Optibrium has designed its software to be as easy to use a possible, so data can be interpreted as intuitively as possible. ‘This allows you to apply these methods, and it allows users to understand what those methods are telling you about your data very quickly. This is absolutely key to the effective use of these technologies,’ said Segall.
However, it is not yet time to step back and let the computer take over. ‘The problem with these algorithms is they never completely agree with a chemist’s view of what a chemical series might be,’ Segall added.
A crucial point is that software must work with the expert; it may be beneficial to use a clustering algorithm to help define a particular series but it is important an expert can still use their experience to fine-tune software predictions and refine the overall results.

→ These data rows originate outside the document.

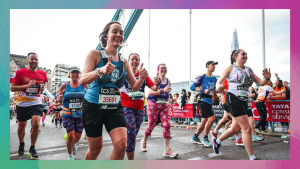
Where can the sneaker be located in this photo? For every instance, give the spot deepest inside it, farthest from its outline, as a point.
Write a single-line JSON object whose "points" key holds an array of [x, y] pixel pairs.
{"points": [[215, 145], [21, 150], [257, 138], [257, 131], [170, 153], [239, 142], [71, 158], [206, 142], [74, 149], [215, 135], [231, 138], [33, 154], [143, 146], [196, 140]]}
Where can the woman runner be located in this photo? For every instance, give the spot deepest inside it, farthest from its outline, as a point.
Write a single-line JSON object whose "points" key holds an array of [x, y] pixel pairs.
{"points": [[106, 71]]}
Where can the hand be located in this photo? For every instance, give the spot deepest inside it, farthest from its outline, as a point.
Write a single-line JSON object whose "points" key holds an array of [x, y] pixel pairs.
{"points": [[31, 83], [157, 80], [206, 91], [267, 73], [143, 72], [108, 68], [220, 88]]}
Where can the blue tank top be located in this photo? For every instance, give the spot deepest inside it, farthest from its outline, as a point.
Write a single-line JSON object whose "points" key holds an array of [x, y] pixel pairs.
{"points": [[92, 92], [73, 101], [161, 97]]}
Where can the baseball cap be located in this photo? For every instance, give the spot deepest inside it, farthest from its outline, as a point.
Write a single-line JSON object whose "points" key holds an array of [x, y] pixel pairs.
{"points": [[211, 62]]}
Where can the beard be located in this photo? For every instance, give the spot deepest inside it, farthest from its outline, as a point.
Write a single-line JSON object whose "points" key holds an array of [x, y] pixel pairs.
{"points": [[32, 65]]}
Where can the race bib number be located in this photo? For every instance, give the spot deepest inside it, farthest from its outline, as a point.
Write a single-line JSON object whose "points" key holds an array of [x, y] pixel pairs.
{"points": [[162, 100], [242, 91], [109, 98], [33, 90]]}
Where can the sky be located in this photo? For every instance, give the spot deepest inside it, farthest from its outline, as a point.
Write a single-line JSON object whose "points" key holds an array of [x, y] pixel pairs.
{"points": [[66, 36]]}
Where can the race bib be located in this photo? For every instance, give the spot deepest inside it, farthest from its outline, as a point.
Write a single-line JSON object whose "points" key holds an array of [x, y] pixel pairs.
{"points": [[242, 91], [136, 95], [162, 100], [75, 104], [109, 98], [33, 90]]}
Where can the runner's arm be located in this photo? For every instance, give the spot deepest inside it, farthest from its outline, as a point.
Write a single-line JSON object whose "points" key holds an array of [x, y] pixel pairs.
{"points": [[14, 87], [88, 73], [135, 84]]}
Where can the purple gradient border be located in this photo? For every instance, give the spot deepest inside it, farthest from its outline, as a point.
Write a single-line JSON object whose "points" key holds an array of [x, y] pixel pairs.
{"points": [[293, 5]]}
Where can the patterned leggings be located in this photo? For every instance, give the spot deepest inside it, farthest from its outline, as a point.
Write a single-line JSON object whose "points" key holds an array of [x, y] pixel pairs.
{"points": [[134, 119], [161, 110]]}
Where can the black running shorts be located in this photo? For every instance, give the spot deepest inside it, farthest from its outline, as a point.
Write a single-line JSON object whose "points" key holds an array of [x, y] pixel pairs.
{"points": [[235, 106], [25, 113], [206, 109], [94, 118]]}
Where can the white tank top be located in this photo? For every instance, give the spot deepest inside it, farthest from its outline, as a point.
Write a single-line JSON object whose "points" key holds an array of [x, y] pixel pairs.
{"points": [[235, 87]]}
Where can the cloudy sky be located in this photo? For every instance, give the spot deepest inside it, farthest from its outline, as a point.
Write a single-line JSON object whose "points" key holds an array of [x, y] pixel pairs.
{"points": [[66, 37]]}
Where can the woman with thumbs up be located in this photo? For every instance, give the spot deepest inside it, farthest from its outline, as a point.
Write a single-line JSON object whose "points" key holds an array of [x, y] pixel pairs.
{"points": [[158, 102], [105, 71], [133, 103]]}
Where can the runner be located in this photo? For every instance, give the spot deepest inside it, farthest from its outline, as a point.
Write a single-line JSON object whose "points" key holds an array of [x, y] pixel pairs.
{"points": [[206, 86], [260, 103], [29, 82], [106, 71], [57, 108], [45, 108], [158, 105], [133, 103], [72, 94], [240, 78]]}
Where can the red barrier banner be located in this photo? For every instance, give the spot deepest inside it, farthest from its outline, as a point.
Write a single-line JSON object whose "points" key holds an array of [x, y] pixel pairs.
{"points": [[186, 112], [278, 111]]}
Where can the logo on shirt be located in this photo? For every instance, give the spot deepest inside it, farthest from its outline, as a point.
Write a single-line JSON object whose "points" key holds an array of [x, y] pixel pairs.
{"points": [[26, 79]]}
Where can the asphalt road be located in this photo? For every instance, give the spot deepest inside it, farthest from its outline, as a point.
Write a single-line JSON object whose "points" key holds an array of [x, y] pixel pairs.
{"points": [[51, 146]]}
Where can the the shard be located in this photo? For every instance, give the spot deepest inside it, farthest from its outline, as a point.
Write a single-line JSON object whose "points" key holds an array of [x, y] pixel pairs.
{"points": [[235, 42]]}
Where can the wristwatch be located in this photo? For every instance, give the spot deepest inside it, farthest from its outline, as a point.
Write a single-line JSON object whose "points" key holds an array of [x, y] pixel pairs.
{"points": [[97, 72]]}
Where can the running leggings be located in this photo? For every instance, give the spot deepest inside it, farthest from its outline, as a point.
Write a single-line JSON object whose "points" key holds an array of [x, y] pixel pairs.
{"points": [[161, 110], [134, 119]]}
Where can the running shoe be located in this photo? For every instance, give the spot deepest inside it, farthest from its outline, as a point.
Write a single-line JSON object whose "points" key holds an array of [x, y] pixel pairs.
{"points": [[257, 131], [74, 149], [206, 142], [215, 135], [143, 146], [70, 158], [33, 154], [196, 140], [231, 138], [170, 153], [215, 145], [239, 142], [21, 150]]}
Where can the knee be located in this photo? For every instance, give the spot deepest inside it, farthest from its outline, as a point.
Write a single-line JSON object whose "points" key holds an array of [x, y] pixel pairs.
{"points": [[120, 145]]}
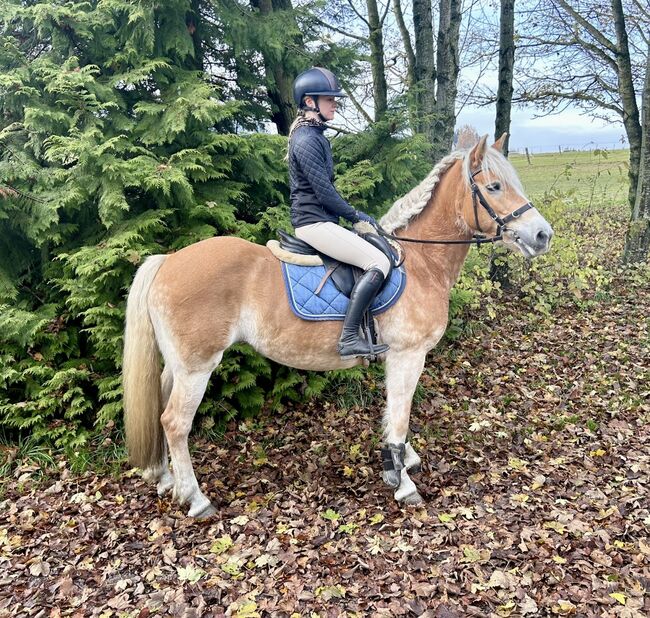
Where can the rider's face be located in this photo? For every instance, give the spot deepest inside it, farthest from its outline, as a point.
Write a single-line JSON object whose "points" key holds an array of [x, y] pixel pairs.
{"points": [[326, 104]]}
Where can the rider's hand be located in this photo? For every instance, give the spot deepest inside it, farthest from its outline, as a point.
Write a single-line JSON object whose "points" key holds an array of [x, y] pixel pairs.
{"points": [[364, 217]]}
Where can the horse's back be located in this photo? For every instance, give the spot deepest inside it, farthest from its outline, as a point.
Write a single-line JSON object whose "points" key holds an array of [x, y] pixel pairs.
{"points": [[201, 291]]}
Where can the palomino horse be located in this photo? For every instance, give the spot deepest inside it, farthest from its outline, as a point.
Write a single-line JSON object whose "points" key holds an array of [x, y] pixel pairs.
{"points": [[194, 304]]}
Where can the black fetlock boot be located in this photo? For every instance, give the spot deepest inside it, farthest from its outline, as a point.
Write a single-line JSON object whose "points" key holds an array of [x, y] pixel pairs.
{"points": [[351, 344]]}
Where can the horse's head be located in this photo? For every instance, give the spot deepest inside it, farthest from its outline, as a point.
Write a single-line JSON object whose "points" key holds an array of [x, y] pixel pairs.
{"points": [[495, 203]]}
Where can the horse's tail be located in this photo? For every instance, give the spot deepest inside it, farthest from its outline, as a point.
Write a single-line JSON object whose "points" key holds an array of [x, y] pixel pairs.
{"points": [[141, 373]]}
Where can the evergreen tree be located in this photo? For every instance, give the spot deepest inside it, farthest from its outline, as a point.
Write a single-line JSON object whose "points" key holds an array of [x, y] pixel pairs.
{"points": [[113, 147]]}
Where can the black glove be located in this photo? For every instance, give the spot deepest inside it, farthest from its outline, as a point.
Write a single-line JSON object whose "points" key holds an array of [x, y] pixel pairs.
{"points": [[364, 217]]}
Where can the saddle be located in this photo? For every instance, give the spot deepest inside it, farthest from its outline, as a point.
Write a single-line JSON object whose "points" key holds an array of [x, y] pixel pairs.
{"points": [[342, 275], [338, 280]]}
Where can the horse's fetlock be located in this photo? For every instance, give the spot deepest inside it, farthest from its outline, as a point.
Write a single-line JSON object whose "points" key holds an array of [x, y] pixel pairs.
{"points": [[392, 456]]}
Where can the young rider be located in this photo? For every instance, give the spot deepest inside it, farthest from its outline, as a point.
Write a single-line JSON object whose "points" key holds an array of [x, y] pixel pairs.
{"points": [[316, 206]]}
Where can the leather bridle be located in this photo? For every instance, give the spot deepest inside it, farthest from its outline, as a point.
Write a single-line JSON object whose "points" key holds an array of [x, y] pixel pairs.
{"points": [[478, 239]]}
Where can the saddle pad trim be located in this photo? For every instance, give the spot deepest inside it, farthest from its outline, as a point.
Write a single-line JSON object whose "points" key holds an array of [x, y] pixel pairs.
{"points": [[330, 296]]}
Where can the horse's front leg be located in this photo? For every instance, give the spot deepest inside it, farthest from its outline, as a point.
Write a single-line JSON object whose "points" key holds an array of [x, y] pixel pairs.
{"points": [[403, 369]]}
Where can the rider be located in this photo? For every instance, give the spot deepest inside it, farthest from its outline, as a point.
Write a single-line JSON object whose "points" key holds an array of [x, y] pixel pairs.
{"points": [[316, 206]]}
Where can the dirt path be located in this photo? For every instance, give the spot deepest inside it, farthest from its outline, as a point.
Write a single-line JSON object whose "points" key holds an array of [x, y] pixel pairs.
{"points": [[536, 452]]}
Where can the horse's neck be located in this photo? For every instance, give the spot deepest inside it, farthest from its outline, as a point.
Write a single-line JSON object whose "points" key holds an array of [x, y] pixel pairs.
{"points": [[439, 221]]}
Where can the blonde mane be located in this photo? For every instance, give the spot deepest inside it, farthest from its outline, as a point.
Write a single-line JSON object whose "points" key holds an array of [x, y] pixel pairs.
{"points": [[494, 165]]}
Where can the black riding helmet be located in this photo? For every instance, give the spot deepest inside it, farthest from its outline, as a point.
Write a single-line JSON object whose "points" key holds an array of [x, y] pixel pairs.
{"points": [[314, 82]]}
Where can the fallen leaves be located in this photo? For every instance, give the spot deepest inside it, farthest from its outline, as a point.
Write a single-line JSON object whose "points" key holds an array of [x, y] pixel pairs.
{"points": [[535, 443]]}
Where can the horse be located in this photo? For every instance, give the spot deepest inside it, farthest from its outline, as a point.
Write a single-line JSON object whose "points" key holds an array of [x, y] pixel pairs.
{"points": [[190, 306]]}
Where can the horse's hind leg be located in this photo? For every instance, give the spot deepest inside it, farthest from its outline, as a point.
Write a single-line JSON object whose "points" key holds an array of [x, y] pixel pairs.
{"points": [[186, 394], [403, 371], [160, 473]]}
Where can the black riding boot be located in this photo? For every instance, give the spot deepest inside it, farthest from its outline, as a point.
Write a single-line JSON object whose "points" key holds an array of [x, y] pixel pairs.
{"points": [[351, 344]]}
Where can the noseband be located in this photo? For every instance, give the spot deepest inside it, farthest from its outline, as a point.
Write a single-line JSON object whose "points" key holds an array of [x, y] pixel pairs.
{"points": [[479, 198], [478, 239]]}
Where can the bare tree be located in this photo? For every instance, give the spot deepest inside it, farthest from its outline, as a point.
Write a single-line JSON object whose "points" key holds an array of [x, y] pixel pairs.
{"points": [[585, 56], [637, 244], [506, 69]]}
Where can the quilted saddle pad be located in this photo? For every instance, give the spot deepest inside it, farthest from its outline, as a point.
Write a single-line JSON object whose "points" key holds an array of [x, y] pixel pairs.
{"points": [[331, 304]]}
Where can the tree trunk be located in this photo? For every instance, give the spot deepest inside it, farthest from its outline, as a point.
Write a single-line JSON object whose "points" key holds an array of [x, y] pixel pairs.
{"points": [[628, 98], [376, 41], [499, 266], [506, 69], [279, 79], [424, 88], [447, 77], [410, 63], [637, 245]]}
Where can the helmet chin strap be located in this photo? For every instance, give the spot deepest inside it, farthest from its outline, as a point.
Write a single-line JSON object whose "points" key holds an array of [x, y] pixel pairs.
{"points": [[316, 109]]}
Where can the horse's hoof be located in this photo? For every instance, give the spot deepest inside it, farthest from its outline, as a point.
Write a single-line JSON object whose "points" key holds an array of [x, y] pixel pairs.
{"points": [[206, 512], [392, 478], [164, 487], [414, 499], [415, 469]]}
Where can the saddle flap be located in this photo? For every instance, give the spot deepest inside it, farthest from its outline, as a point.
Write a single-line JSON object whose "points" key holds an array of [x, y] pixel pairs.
{"points": [[295, 245]]}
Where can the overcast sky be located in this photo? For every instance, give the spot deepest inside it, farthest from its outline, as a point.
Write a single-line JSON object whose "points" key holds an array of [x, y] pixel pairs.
{"points": [[570, 129]]}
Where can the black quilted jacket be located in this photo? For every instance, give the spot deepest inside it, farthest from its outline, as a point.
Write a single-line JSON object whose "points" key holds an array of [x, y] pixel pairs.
{"points": [[311, 179]]}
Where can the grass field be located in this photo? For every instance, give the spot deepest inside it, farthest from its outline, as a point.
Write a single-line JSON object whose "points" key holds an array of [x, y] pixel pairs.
{"points": [[591, 175]]}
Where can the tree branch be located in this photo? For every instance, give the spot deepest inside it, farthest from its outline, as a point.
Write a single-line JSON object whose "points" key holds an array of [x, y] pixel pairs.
{"points": [[383, 17], [361, 17], [358, 105], [406, 40], [343, 32], [597, 34]]}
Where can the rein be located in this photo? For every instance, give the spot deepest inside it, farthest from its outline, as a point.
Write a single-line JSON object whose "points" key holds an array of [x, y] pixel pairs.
{"points": [[477, 239]]}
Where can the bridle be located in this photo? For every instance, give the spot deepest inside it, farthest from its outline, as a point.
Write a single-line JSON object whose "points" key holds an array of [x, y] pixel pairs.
{"points": [[478, 239]]}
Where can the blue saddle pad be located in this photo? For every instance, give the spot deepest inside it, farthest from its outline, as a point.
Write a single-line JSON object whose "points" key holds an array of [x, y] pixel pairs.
{"points": [[330, 304]]}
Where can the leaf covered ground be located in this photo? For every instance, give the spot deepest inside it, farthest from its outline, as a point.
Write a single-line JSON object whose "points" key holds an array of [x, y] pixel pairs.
{"points": [[536, 462]]}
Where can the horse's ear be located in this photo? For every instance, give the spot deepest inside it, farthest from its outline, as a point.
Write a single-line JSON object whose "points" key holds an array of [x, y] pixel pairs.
{"points": [[500, 143], [476, 153]]}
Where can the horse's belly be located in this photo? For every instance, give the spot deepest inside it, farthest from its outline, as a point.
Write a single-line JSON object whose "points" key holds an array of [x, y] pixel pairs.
{"points": [[276, 333]]}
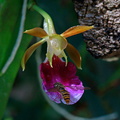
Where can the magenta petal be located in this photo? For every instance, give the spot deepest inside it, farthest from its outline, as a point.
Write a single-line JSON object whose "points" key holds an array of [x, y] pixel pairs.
{"points": [[66, 75]]}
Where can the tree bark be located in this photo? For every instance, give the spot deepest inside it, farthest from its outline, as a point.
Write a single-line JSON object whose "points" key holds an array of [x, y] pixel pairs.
{"points": [[104, 40]]}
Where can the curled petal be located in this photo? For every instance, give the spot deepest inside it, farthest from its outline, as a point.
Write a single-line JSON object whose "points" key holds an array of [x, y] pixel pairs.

‘There are always artefacts of the algorithm that do not agree with a chemist’s eye’, stated Segall. ‘In our system you can see the output but then you see two clusters that are very similar, in the chemist’s opinion part of the same series, you can simply pick it up and drop one on top of the other and the software will show you the updated analysis.’
In an increasingly competitive and complex industry, it is this synergy between expert and machine that will be crucial to future drug discovery projects.